N_vec <- c(n, n, round(n / 5), round(n / 5), round(n / 20))
cat("Per-trait N:", N_vec, "\n")
# Genotype matrix: 574 samples x 1001 SNPs
# Causal SNPs: 129 679 836 
# Per-trait N: 574 574 115 115 29
prior <- create_mixture_prior(R = r)
resid_var <- diag(r)
Z <- calc_z(X, Y, center = TRUE, scale = TRUE)
LD <- cor(X)

Convert z-scores to Bhat / Shat

On the standardized scale (\mathrm{var}(X_j) = 1, \mathrm{var}(Y_r) = 1), the marginal z-score follows a t-distribution with N_r - 2 degrees of freedom. The exact conversion is:

\mathrm{Shat}_{jr} = \frac{1}{\sqrt{N_r - 2 + Z_{jr}^2}}, \qquad \mathrm{Bhat}_{jr} = Z_{jr}\;\mathrm{Shat}_{jr}.

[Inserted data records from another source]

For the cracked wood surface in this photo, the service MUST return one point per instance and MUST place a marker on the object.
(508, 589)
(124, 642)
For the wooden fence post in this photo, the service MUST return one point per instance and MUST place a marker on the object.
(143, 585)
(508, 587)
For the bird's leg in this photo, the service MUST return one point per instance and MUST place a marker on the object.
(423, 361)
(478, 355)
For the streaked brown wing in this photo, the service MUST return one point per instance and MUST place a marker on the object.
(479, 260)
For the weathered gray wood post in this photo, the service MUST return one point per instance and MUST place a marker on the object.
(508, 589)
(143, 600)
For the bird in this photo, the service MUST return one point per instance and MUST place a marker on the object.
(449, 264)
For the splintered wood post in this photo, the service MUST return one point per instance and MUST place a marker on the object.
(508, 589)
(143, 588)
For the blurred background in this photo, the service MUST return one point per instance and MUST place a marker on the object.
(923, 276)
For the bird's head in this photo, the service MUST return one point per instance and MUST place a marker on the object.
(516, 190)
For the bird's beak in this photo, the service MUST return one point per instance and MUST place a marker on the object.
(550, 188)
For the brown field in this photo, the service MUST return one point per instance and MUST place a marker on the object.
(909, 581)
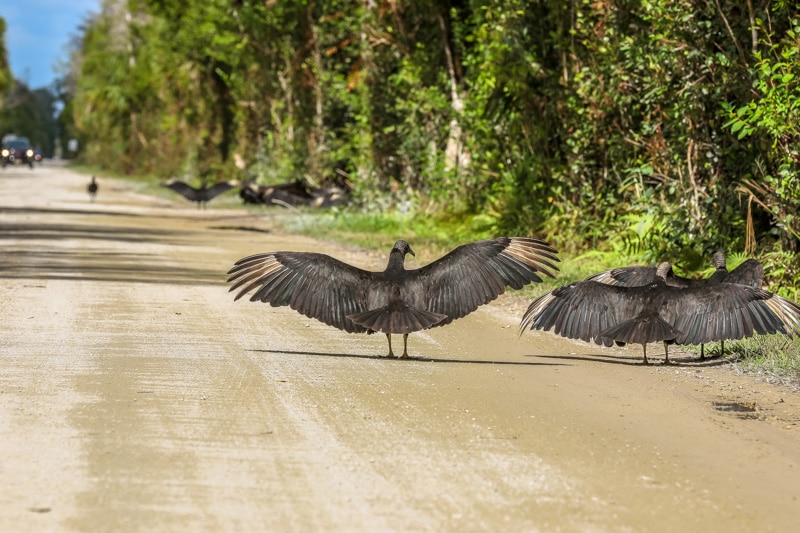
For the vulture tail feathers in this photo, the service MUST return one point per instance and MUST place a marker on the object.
(392, 319)
(641, 330)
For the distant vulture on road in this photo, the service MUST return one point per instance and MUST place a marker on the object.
(396, 300)
(92, 189)
(203, 194)
(594, 311)
(749, 273)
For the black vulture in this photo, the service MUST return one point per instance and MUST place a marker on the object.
(202, 194)
(92, 189)
(396, 300)
(750, 273)
(594, 311)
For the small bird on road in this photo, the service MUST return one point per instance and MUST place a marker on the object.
(203, 194)
(92, 189)
(397, 300)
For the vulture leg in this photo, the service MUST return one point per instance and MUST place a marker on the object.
(389, 338)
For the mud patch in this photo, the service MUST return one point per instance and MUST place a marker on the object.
(743, 410)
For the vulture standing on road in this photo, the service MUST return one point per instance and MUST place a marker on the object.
(396, 300)
(594, 311)
(92, 189)
(749, 273)
(203, 194)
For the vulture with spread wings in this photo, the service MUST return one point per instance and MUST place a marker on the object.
(594, 311)
(750, 272)
(202, 194)
(395, 301)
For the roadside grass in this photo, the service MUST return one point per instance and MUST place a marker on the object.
(775, 357)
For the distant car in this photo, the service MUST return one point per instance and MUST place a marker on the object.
(17, 149)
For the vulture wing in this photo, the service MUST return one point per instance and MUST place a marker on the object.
(583, 310)
(727, 311)
(185, 190)
(748, 273)
(476, 273)
(634, 276)
(316, 285)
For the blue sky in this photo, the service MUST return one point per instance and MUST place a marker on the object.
(37, 34)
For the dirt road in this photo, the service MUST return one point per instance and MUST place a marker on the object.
(135, 395)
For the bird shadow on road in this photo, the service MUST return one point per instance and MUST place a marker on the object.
(413, 358)
(656, 360)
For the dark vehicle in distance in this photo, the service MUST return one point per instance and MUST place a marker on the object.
(17, 149)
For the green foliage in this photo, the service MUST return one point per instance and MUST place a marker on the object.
(773, 116)
(650, 130)
(5, 70)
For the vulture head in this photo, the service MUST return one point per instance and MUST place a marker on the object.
(403, 248)
(663, 270)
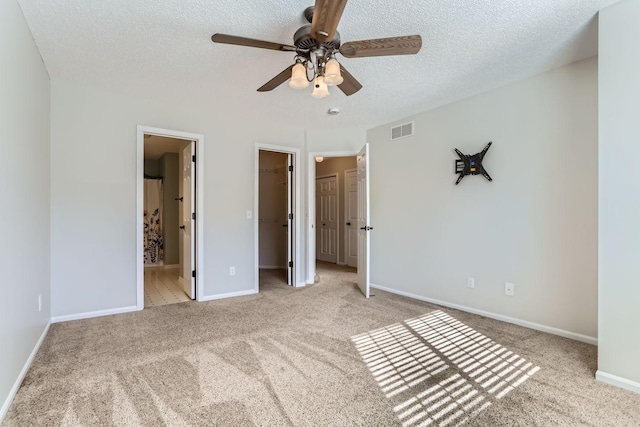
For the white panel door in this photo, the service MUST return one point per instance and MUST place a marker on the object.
(327, 219)
(351, 217)
(363, 220)
(188, 223)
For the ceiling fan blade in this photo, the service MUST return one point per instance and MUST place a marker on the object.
(277, 80)
(326, 15)
(349, 85)
(404, 45)
(244, 41)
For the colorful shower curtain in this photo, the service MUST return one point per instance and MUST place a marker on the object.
(153, 221)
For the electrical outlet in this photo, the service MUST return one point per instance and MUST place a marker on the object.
(509, 289)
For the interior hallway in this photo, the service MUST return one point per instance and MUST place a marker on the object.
(161, 287)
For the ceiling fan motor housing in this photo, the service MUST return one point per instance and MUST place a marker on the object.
(303, 40)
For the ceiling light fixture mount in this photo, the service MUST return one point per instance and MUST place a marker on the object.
(315, 46)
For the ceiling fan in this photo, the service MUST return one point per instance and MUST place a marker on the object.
(316, 45)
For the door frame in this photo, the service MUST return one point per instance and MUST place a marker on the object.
(346, 212)
(337, 175)
(296, 257)
(311, 206)
(199, 140)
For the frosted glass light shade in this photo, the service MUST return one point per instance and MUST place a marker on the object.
(298, 77)
(320, 89)
(332, 75)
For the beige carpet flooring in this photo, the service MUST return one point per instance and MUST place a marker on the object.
(315, 356)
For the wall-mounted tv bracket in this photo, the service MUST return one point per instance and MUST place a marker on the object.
(471, 164)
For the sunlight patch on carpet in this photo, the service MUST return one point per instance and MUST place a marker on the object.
(439, 371)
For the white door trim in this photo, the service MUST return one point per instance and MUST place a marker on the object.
(199, 138)
(295, 152)
(311, 206)
(346, 214)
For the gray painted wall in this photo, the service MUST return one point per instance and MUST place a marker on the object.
(619, 194)
(535, 225)
(170, 215)
(103, 206)
(25, 213)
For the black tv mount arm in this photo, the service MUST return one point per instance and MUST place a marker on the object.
(471, 164)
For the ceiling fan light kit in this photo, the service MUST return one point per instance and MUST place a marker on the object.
(299, 77)
(316, 45)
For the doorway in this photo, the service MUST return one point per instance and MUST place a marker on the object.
(169, 239)
(339, 193)
(276, 219)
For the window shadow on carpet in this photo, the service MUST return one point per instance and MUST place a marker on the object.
(438, 371)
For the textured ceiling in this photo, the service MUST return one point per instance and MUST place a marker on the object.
(162, 49)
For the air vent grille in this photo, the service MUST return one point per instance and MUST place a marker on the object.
(402, 131)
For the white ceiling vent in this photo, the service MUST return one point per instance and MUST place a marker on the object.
(402, 131)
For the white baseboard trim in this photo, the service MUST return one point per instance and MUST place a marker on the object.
(90, 314)
(519, 322)
(23, 373)
(229, 295)
(618, 381)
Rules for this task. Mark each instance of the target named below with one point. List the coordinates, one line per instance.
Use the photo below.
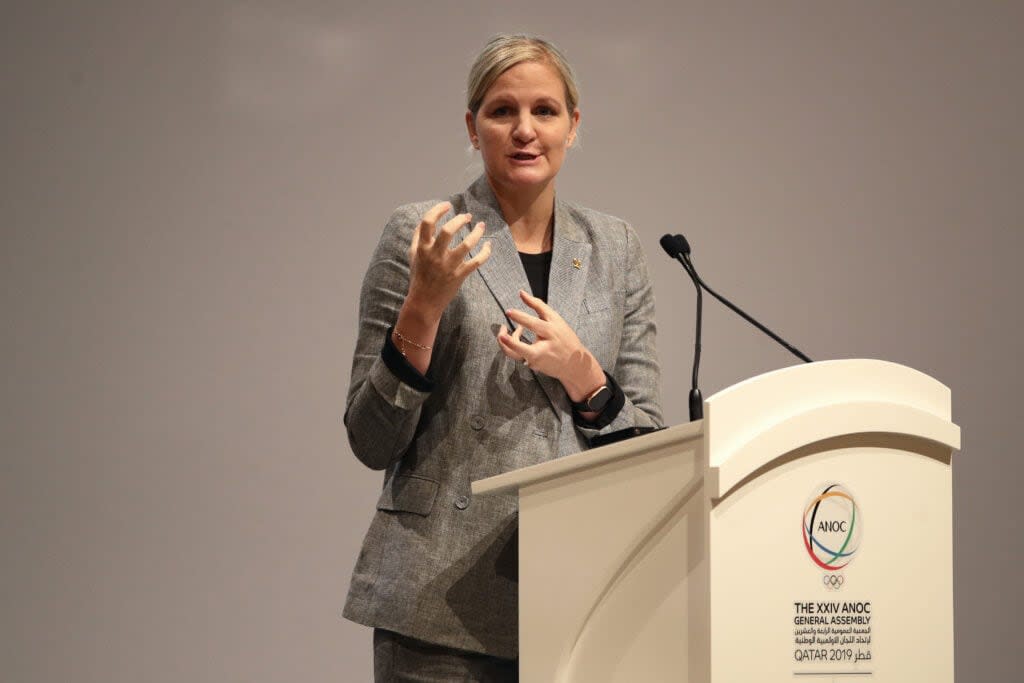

For large N_r and moderate Z this simplifies to \mathrm{Shat} \approx 1/\sqrt{N_r} and \mathrm{Bhat} \approx Z/\sqrt{N_r}. The exact form is preferred when N_r is small or |Z| is large, because it properly accounts for the finite-sample PVE adjustment.

Bhat <- matrix(0, p, r)
Shat <- matrix(0, p, r)
for (rr in seq_len(r)) {
  denom <- sqrt(N_vec[rr] - 2 + Z[, rr]^2)
  Bhat[, rr] <- Z[, rr] / denom
  Shat[, rr] <- 1 / denom
}

cat("Shat magnitude at a null SNP (SNP 1):\n")
cat("  per trait:", round(Shat[1, ], 4), "\n")
cat("  ratio to max-N trait:", round(Shat[1, ] / Shat[1, 1], 2), "\n")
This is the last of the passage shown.